A Guide to Hunting with the .458 SOCOM

Posted by on 7/28/2022
A Guide to Hunting with the .458 SOCOM

One of the more interesting rifle rounds to come along in the past 20 or so years has been the .458 SOCOM cartridge. Designed for use in the AR platform by swapping out the bolt and barrel in a typical upper receiver, the .458 SOCOM has also been chambered in a few dangerous game bolt-action rifles. It is increasingly becoming a popular and proven hunting caliber on larger game as well as dangerous game.

All you need to begin your .458 SOCOM rifle build is a good quality lower receiver and then a quality upper receiver chambered in .458 SOCOM from SBR, if you don’t want to buy another factory-built rifle.
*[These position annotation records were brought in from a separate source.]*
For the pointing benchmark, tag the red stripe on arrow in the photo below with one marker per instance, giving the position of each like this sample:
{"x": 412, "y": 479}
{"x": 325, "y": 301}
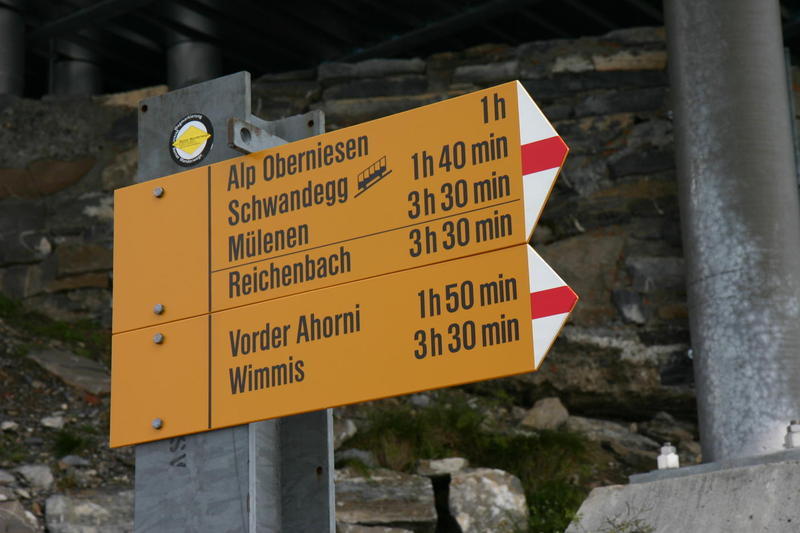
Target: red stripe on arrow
{"x": 552, "y": 302}
{"x": 544, "y": 154}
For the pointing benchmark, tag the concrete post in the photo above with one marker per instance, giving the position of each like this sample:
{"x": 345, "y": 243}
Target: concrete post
{"x": 267, "y": 477}
{"x": 74, "y": 71}
{"x": 12, "y": 49}
{"x": 740, "y": 221}
{"x": 190, "y": 60}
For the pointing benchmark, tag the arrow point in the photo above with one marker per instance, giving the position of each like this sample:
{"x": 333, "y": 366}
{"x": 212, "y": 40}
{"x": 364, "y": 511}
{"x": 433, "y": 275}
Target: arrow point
{"x": 533, "y": 126}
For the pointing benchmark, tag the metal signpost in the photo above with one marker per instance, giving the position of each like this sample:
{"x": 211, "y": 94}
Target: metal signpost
{"x": 378, "y": 260}
{"x": 269, "y": 476}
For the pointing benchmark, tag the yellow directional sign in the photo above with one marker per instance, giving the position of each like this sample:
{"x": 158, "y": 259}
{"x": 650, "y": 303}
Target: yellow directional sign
{"x": 476, "y": 318}
{"x": 456, "y": 178}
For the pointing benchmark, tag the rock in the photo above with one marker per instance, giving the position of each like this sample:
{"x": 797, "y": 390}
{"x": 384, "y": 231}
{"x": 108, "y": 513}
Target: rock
{"x": 664, "y": 428}
{"x": 640, "y": 460}
{"x": 130, "y": 98}
{"x": 354, "y": 528}
{"x": 22, "y": 281}
{"x": 605, "y": 430}
{"x": 82, "y": 259}
{"x": 636, "y": 100}
{"x": 588, "y": 263}
{"x": 43, "y": 177}
{"x": 80, "y": 372}
{"x": 94, "y": 512}
{"x": 629, "y": 304}
{"x": 441, "y": 467}
{"x": 651, "y": 273}
{"x": 421, "y": 400}
{"x": 6, "y": 477}
{"x": 371, "y": 68}
{"x": 572, "y": 64}
{"x": 363, "y": 456}
{"x": 547, "y": 413}
{"x": 639, "y": 35}
{"x": 632, "y": 60}
{"x": 99, "y": 280}
{"x": 37, "y": 476}
{"x": 642, "y": 162}
{"x": 487, "y": 499}
{"x": 15, "y": 519}
{"x": 385, "y": 498}
{"x": 492, "y": 73}
{"x": 53, "y": 422}
{"x": 343, "y": 429}
{"x": 121, "y": 171}
{"x": 347, "y": 112}
{"x": 291, "y": 75}
{"x": 392, "y": 86}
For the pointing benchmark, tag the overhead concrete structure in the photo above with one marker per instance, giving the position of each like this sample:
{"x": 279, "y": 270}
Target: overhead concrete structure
{"x": 740, "y": 221}
{"x": 12, "y": 48}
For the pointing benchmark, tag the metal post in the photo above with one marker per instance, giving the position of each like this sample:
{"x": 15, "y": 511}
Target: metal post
{"x": 75, "y": 71}
{"x": 12, "y": 48}
{"x": 190, "y": 60}
{"x": 740, "y": 221}
{"x": 268, "y": 477}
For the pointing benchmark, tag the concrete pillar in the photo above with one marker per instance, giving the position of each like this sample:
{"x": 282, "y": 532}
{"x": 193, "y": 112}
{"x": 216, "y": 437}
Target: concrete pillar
{"x": 75, "y": 71}
{"x": 740, "y": 220}
{"x": 12, "y": 49}
{"x": 190, "y": 60}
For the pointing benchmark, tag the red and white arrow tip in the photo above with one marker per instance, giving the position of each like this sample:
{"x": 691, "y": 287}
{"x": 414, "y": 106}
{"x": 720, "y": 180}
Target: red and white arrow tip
{"x": 543, "y": 155}
{"x": 551, "y": 303}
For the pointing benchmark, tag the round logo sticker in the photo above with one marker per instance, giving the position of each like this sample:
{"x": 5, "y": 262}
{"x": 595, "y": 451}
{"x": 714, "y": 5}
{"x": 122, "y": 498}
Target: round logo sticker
{"x": 191, "y": 139}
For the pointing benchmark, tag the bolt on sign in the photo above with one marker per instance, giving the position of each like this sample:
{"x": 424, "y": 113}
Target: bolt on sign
{"x": 382, "y": 259}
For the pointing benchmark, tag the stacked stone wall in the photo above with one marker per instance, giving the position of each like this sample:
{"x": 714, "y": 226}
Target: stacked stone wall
{"x": 611, "y": 228}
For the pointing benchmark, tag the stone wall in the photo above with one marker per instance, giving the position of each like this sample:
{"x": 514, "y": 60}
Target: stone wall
{"x": 611, "y": 228}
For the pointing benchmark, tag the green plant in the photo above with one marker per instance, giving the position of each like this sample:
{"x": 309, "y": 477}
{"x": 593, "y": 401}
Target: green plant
{"x": 67, "y": 442}
{"x": 84, "y": 336}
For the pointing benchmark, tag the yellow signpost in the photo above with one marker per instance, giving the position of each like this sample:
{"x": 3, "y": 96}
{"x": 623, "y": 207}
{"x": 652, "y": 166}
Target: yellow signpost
{"x": 454, "y": 322}
{"x": 340, "y": 268}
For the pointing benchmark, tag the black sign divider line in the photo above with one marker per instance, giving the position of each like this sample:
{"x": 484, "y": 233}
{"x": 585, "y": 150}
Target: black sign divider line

Then you need to take a look at its capability for hunting.

Why Choose the .458 SOCOM for Hunting?

There are so many options for the AR platform with regard to chamberings that it can be at times mind blowing. Yet, some purists of the platform balk at anything other than the standard 5.56 NATO or maybe 300 Blackout. This is extremely shortsighted and very limiting. Why not swap out an upper receiver for a different chambering for a larger game hunting round with much heavier bullets, flatter trajectory and possibly a true subsonic load to be used effectively in conjunction with a suppressor?

The .458 SOCOM cartridge was developed by Marty of Teppo Jutsu in 2000, with the first .458 SOCOM rifles debuting in 2001. These were all AR platform, specifically M4 carbines designed for combat and self-defense.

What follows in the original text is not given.